Corio Bay/Bellarine Peninsula
Never shy about revealing the location of their late night snapper vigils on Corio Bay’s outer harbour, Andrew Phillips and George Uranus had seen very few boats out at night.
However, their arrival at the Clifton Springs boat ramp at around 1.00 am on Sunday, revealed several trailers in the parking lot, and – judging by the clearly visible anchor lights on their approach to “ground zero” – they had company.
The pair caught a snapper each – one of 4.2 kg and the other weighing 5 kg – using silver whiting for bait, before heading back to the ramp at about 5.00 am. If any others were successful, they certainly weren’t telling.
Fishing the Dell off Clifton Springs, after many a move early last week without finding a decent fish, Andrew Johnson finally took a bag limit catch on strips of squid, and – with a squid jig suspended just above the bottom – picked up a half dozen of those as well.
However, fortunes do change, for on Friday, he tried again with son Daniel, but – probably due to the discoloured water from the rain – they struggled to pick up a fish.
Mike Windsor of Clifton Springs Boat Hire reports that anglers’ bags have included some respectable pinkie snapper of late. They’ve been a welcome sign said Mike, along with the flounder being speared in significant number by folk wading the shallows at night.
Rod Ludlow of Beachlea Boat Hire at Indented Head reports that squid remain the main catch, but some good catches of pinkie snapper and whiting have also been taken. Among the successful anglers on the whiting was David Mossop with bag of fish to 44 cm.
Adam Nikolovski and Renae Ciuffetelli made an early start off St Leonards over the weekend, and were on the drift for squid by first light: Successfully as it turned out for they soon had enough squid for the table, and for bait.
Taking a run into deeper water, and baiting up with some of their freshly caught squid, they added a 5 kg gummy shark to their bag. Fishing nearby was friend Nick Tsavaris, who caught two gummy sharks, each about the same size as Adam’s.
Fishing offshore from Port Phillip Heads in 40 metres of water, the salmon fillet that Andrew Habgood had out for bait under a balloon produced a mako shark of about 20 kg.
Also in 40 metres of water, but off Torquay, Kevin and Jeremy McLoughlin were catching any amount of slimy mackerel, and put one out on a 10 kg outfit.
Whatever took the bait had Jeremy in action for more than an hour and a half, but when they sighted the protagonist, a bronze whaler over 250 kg, they ceased the engagement.
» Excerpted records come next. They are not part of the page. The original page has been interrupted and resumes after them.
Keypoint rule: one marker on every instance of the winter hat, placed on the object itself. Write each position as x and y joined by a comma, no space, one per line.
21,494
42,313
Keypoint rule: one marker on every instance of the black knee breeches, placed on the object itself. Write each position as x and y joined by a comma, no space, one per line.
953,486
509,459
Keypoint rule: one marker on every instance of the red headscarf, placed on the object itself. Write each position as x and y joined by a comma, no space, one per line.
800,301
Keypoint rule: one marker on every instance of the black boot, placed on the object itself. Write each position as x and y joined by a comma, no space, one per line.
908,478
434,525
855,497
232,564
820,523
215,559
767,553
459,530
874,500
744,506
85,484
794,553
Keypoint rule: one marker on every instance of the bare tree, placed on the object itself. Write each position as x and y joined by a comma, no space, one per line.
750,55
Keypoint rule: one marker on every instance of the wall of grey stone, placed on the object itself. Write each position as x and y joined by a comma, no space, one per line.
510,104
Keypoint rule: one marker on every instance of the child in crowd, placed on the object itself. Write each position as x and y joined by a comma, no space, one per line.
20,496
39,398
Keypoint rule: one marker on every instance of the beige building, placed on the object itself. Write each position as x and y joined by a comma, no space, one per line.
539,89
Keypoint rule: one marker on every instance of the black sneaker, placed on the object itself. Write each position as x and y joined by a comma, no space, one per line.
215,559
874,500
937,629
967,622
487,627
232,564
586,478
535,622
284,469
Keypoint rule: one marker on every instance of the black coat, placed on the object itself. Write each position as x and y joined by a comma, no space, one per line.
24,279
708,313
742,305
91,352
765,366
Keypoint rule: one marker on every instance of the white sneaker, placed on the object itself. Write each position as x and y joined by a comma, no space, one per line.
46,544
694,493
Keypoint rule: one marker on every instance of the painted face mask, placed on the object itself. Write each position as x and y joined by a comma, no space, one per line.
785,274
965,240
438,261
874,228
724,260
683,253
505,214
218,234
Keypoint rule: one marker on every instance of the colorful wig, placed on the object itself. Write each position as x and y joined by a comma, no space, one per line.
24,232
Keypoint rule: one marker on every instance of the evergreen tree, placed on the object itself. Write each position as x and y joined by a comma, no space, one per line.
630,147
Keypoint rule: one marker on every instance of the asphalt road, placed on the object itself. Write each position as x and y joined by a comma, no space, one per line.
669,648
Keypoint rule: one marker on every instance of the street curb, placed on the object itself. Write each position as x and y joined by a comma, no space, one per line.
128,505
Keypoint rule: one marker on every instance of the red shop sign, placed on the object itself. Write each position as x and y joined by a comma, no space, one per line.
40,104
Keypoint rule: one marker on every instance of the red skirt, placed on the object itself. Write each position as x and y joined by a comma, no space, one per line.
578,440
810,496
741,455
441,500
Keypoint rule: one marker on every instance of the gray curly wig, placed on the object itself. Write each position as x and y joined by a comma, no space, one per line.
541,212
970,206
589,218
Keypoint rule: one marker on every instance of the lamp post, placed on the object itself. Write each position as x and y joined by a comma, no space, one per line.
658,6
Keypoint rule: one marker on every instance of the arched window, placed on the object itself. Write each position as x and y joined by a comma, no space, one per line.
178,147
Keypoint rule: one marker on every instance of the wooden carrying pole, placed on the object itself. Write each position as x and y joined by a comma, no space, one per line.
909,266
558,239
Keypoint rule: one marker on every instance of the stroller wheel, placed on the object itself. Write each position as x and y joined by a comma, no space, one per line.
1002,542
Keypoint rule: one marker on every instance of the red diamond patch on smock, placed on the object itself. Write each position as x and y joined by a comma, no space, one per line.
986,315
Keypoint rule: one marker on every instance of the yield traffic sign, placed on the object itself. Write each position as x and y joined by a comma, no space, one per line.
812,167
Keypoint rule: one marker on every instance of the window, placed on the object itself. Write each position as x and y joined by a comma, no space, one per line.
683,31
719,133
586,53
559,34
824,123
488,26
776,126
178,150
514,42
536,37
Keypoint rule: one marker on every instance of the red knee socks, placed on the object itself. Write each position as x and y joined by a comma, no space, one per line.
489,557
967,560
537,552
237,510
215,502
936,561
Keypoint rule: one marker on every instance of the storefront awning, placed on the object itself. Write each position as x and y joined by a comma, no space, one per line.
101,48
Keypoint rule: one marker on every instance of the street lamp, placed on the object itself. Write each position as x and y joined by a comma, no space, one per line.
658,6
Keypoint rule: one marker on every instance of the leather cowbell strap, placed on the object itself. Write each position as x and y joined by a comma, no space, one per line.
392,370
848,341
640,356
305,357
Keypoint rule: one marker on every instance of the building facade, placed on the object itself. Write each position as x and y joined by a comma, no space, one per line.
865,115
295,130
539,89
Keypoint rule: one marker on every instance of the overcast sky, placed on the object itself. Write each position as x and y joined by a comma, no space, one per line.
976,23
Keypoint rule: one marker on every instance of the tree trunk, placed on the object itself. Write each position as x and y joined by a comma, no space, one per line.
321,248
Trevor Holmes of Victorian Inland Charters, reports fishing Lake Fyans with Luis Elgueta and his son Luis Junior on Saturday, with small redfin the main catch.
However, the sight of a good size brown trout taking a moth from the surface nearby prompted the presentation of a mudeye under a bubble float with young Luis on strike. And the strike saw Luis catch his first brown trout; a 54 cm beauty of about 2 kg.
John Clements of the Lake Purrumbete Holiday Park reports that members of the Lake Purrumbete Angling Club fished Lake Bullen Merri where the largest fish, a chinook salmon of 1.7 kg, was taken by Rob Helms. Steven Hille and Russell Pickett took up the slack with a mixed bag of both brown and rainbow trout, and a chinook salmon of 1.5 kg. These were taken on various lures trolled behind downriggers.
John fished Lake Purrumbete with his brother in law, Neville Mangan from Swan Hill at the weekend, for a total catch of 30 redfin to 1 kg using minnow for bait.
Geoff, how do you work out the tides for Barwon Heads? On Sunday it was supposed to be low at 3.20 but it just kept running out for ages after that: Can you clear this up for me?
Peter; I suggest that the predicted times of high and low water at the Barwon Heads Bridge, would not have been adjusted to daylight saving, nor would they have related to either high or low slack water; events that most folk regard as high or low tide.
Adjusted for daylight saving, the predicted time of low water at the Barwon Heads Bridge would have been 4.20 pm. However, the time of low slack water is – depending on the amount of fresh water coming downstream – usually two hours later than that, and later still if the amount of downstream fresh is greater than usual. Typically, you would add yet another hour to the Bridge time for the Sheepwash, and at least another hour for the mouth of Lake Connewarre upstream.